Projects 10 min read

THE GRAND TOUR: a two-voice film where the picture is the physics

A two-voice music film where the picture is the physics. A small AI crew raps the lecture, Pythagoras and the pure ratios and the golden mean, and then the maker's own voice takes the bloom. The visuals are the math, rendered as light, every pulse read straight from the track.

THE GRAND TOUR: a two-voice film where the picture is the physics

Watch on YouTube: https://youtu.be/RxXN5KQrLmo

CC BY 4.0 · 2:27 · breath of god · A minor · just intonation · BPM 122

This one started as a test. I sat down to read the words for the first time, on mic, to try out a few new things in our ChipForge engine. The take was rough, but the idea underneath it would not let go, so I kept building until it became a whole film.

The idea was simple. Make the picture out of the same math the music is made of. The score is in just intonation, so every interval is a small whole number ratio, beat free and pure. The form is Fibonacci, and the climax sits at the golden ratio of the timeline. So the visuals are not decoration over the sound. They are the same structure drawn as light. A breathing core. Organum rings at the pure ratios. Stacked harmonic waves. A golden spiral that opens at the golden mean. Nothing is a character. The shapes are the laws. And the whole picture is driven straight off the finished track, so the kick pulses the rings, the words flare the core, and the bloom erupts when the voice and the beat and the music all peak at once.

Then it grew a cast. The build-up, the lecture half, is rapped by a small AI crew. The Governor opens it quiet. OG Bobby Johnson carries the myth of Pythagoras and the pure ratios in his low chanting alter ego, Anubis, then drops into his rap-spit self for the double-time, trading bars with Plan 9 and the Governor over an Egyptian chant running underneath. OG Bobby and Anubis are one voice wearing two faces, the chant and the spit, the same character either way. The hard part was the craft difference between a voice that reinforces a human and a voice that replaces one. A reinforcement layer wants to be warped tight onto the take, but a lead that stands in for me has to be left to speak its full words, or it drops consonants and clips the ends of lines. Once I stopped fighting that, the build-up snapped into place.
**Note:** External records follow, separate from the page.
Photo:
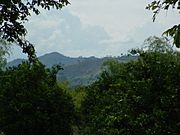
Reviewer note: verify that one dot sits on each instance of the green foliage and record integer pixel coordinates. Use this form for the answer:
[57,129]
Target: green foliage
[140,97]
[31,102]
[13,15]
[156,6]
[4,48]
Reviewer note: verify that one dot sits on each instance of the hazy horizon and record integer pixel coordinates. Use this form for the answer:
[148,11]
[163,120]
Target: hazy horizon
[95,28]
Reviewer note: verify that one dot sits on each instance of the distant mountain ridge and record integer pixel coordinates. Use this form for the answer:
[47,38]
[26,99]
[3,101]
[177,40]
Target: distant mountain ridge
[78,71]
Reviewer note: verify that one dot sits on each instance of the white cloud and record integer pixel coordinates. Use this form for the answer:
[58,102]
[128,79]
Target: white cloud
[96,27]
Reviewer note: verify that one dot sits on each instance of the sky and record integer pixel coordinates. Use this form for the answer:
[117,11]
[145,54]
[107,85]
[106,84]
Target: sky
[95,28]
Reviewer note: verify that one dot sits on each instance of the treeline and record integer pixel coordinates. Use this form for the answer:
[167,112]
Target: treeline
[140,97]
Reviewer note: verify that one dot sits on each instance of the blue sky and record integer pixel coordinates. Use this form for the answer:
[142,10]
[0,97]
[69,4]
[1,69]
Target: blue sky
[95,28]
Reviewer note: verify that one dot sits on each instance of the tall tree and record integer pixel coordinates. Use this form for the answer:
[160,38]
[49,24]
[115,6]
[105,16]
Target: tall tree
[13,15]
[4,48]
[31,102]
[141,97]
[156,6]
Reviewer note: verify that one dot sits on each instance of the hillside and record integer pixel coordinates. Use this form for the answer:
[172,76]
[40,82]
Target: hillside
[78,71]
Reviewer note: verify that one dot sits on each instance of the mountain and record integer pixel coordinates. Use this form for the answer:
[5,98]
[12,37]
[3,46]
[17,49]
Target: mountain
[78,71]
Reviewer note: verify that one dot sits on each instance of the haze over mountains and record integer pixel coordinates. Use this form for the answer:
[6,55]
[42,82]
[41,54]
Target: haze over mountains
[78,71]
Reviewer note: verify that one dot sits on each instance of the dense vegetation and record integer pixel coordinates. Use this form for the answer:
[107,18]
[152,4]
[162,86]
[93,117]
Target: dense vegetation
[139,97]
[32,103]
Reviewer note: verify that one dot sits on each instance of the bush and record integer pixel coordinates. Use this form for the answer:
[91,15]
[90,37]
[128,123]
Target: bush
[31,103]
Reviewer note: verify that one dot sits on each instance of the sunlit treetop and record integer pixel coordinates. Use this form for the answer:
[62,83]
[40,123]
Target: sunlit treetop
[13,15]
[156,6]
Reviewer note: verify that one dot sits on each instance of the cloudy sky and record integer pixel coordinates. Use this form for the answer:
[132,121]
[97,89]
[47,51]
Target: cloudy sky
[95,28]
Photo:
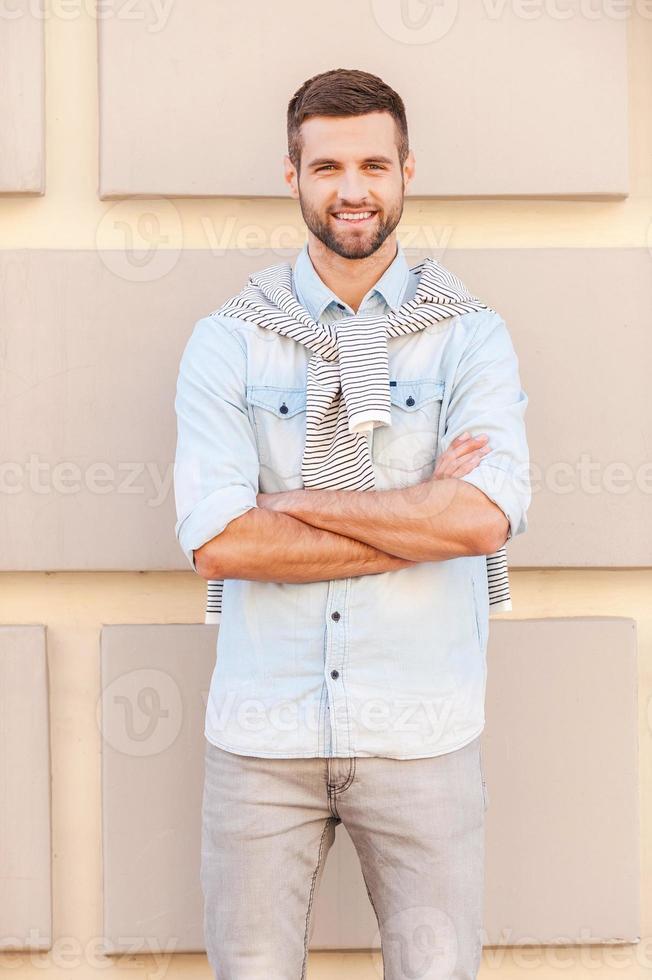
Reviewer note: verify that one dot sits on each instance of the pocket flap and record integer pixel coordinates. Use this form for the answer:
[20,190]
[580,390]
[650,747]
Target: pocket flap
[413,395]
[283,402]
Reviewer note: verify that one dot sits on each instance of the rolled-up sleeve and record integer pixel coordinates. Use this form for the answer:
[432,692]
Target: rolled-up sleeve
[487,397]
[216,463]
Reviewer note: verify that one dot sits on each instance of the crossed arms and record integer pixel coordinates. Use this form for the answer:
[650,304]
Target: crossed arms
[313,535]
[228,530]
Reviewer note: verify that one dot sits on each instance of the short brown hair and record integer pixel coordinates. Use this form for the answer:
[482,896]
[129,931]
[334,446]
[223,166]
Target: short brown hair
[344,92]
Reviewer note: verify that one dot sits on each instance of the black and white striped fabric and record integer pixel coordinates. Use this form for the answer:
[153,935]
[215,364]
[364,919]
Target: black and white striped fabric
[347,391]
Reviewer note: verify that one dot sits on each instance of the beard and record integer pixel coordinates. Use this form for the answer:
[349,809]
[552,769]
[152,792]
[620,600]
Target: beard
[348,243]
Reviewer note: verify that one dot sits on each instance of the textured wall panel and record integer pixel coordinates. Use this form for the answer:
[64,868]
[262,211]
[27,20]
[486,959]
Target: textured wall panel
[561,762]
[490,112]
[22,100]
[91,362]
[25,851]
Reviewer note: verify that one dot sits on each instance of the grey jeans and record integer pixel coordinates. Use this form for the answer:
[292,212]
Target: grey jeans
[418,829]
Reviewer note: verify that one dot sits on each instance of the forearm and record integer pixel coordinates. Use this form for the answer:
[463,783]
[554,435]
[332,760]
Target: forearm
[430,521]
[266,546]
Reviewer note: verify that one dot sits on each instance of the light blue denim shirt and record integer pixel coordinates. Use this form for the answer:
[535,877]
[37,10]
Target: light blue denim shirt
[391,664]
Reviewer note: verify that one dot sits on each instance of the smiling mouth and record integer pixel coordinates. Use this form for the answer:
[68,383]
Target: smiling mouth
[354,217]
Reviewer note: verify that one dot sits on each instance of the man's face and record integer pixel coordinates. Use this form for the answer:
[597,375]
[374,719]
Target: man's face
[351,186]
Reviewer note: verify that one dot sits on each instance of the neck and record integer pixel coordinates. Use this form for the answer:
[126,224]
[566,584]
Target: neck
[351,279]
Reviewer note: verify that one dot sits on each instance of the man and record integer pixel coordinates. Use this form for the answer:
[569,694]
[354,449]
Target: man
[350,677]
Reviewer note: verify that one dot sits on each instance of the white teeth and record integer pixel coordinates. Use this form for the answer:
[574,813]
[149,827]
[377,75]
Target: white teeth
[355,217]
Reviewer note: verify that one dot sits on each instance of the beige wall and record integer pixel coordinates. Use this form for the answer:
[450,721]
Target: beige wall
[74,605]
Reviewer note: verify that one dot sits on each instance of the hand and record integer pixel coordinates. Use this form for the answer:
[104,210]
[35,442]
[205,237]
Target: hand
[462,456]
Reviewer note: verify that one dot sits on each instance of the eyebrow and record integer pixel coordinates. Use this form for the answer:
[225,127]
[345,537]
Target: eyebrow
[322,160]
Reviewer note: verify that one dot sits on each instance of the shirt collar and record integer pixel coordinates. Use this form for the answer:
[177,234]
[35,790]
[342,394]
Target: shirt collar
[315,296]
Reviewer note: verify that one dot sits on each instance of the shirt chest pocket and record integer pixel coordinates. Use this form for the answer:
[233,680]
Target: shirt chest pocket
[410,445]
[278,416]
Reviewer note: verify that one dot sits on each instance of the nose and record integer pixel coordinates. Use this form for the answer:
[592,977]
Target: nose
[353,189]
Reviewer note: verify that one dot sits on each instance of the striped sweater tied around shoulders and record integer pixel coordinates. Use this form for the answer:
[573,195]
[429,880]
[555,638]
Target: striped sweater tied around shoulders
[347,389]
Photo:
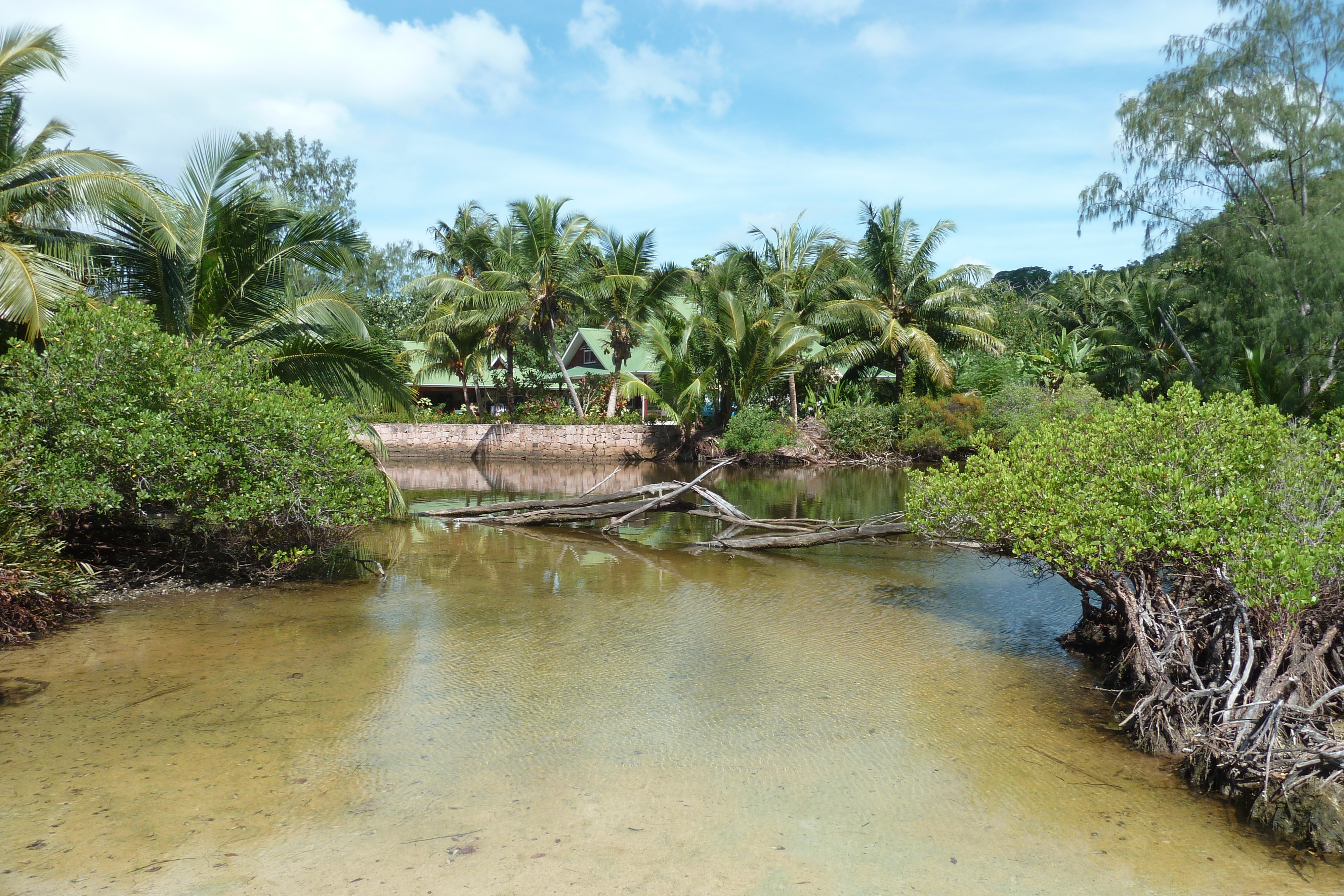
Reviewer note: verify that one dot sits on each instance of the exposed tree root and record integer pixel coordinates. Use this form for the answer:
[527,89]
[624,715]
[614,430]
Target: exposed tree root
[1247,698]
[28,608]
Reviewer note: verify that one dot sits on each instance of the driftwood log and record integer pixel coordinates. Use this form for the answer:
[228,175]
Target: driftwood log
[810,539]
[546,504]
[622,507]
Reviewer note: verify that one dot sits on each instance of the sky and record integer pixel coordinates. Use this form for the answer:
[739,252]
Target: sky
[700,119]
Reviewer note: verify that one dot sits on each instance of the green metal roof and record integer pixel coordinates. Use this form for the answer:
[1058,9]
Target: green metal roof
[599,340]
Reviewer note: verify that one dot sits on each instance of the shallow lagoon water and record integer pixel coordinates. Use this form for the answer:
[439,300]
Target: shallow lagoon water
[580,715]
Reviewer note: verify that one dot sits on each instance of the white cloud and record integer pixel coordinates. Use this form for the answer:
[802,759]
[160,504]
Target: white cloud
[884,39]
[1085,34]
[144,70]
[646,74]
[827,10]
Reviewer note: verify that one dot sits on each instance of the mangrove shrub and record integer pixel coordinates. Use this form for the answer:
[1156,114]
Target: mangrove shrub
[1208,542]
[119,428]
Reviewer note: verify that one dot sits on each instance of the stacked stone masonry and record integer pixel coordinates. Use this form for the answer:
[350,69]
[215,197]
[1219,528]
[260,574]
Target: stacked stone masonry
[533,441]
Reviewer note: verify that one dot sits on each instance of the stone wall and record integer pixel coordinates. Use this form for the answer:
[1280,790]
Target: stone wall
[510,476]
[530,441]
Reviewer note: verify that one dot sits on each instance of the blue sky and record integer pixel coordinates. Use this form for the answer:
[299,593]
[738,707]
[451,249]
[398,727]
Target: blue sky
[696,117]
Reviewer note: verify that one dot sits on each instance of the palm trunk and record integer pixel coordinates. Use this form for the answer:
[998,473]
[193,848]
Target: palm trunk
[569,383]
[616,385]
[509,377]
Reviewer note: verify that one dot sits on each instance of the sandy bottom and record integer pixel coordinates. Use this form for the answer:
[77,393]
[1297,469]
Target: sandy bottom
[556,714]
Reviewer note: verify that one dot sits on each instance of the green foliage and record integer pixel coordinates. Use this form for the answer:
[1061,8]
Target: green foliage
[384,281]
[304,172]
[857,430]
[46,191]
[1023,406]
[1236,155]
[1224,488]
[757,429]
[40,589]
[127,425]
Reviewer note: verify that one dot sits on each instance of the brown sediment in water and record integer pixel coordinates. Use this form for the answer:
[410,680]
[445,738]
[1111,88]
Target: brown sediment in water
[673,721]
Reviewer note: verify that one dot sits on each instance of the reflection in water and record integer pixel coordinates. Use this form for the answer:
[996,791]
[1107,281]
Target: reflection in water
[588,715]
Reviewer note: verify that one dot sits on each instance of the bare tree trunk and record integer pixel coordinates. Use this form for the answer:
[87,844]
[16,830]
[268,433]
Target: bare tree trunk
[616,385]
[509,377]
[569,383]
[1200,378]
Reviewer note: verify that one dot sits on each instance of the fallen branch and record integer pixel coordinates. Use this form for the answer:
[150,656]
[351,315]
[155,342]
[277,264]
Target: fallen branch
[675,494]
[810,539]
[545,504]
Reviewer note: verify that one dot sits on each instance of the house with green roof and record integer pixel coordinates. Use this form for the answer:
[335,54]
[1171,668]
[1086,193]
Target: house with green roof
[588,354]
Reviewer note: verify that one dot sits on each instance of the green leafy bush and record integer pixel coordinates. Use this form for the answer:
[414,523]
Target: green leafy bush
[757,429]
[1021,406]
[1218,488]
[858,430]
[40,589]
[120,426]
[935,428]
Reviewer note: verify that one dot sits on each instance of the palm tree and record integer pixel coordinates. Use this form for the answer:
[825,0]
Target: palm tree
[682,381]
[217,254]
[807,273]
[463,253]
[755,346]
[924,311]
[542,274]
[46,190]
[460,351]
[632,295]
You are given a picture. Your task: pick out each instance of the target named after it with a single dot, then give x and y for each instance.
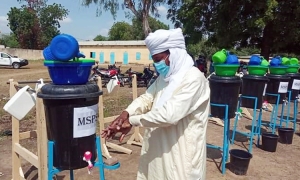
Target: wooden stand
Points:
(136, 138)
(102, 121)
(18, 151)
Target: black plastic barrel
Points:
(224, 90)
(239, 161)
(286, 135)
(253, 86)
(71, 113)
(294, 85)
(278, 84)
(269, 142)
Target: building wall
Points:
(125, 54)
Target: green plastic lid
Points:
(226, 69)
(68, 62)
(257, 70)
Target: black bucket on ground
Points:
(254, 86)
(294, 85)
(239, 161)
(269, 142)
(224, 90)
(286, 135)
(71, 113)
(278, 84)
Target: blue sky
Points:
(82, 22)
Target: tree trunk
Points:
(146, 27)
(266, 41)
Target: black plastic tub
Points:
(286, 135)
(239, 161)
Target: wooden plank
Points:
(42, 140)
(16, 161)
(28, 134)
(136, 138)
(26, 154)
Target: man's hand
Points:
(120, 124)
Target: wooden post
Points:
(136, 138)
(42, 140)
(17, 172)
(102, 121)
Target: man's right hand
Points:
(115, 126)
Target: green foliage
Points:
(270, 26)
(9, 41)
(140, 9)
(34, 25)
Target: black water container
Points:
(269, 142)
(239, 161)
(224, 90)
(278, 84)
(71, 113)
(253, 86)
(286, 135)
(294, 85)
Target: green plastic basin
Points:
(278, 70)
(226, 69)
(257, 70)
(292, 69)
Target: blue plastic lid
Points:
(64, 47)
(81, 62)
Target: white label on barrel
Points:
(85, 121)
(264, 93)
(283, 86)
(296, 84)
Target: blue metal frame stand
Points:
(225, 147)
(255, 126)
(99, 163)
(287, 120)
(274, 115)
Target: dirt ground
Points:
(283, 164)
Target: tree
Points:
(234, 23)
(140, 9)
(9, 41)
(120, 31)
(137, 27)
(36, 23)
(100, 38)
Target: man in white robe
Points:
(174, 112)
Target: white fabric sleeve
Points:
(143, 103)
(187, 98)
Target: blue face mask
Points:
(162, 68)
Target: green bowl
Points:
(292, 69)
(226, 69)
(278, 70)
(257, 70)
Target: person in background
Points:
(174, 112)
(211, 67)
(192, 56)
(202, 64)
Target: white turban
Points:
(162, 40)
(180, 61)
The bloom is mine. My own recorded voice takes the climax, but I did not want to be up there alone, so the same crew come back as a chorus and join me, full force on Breathe and Alive, and then they fall away so I can close it by myself on the last line. It was never not you.

It is bookended the Napkin Films way. A Stranger Things red title over an uptuned cricket chirp I built in the engine, and at the end a Plan 9 bunny in a mandala, signing off in Italian. Non è un addio. È un arrivederci. A farewell, but not a goodbye.

It took five passes to get from that rough test read to the film that shipped. Almost all of the work was in the audio and the seam between a human voice and the machine voices around it. Here is how it came together.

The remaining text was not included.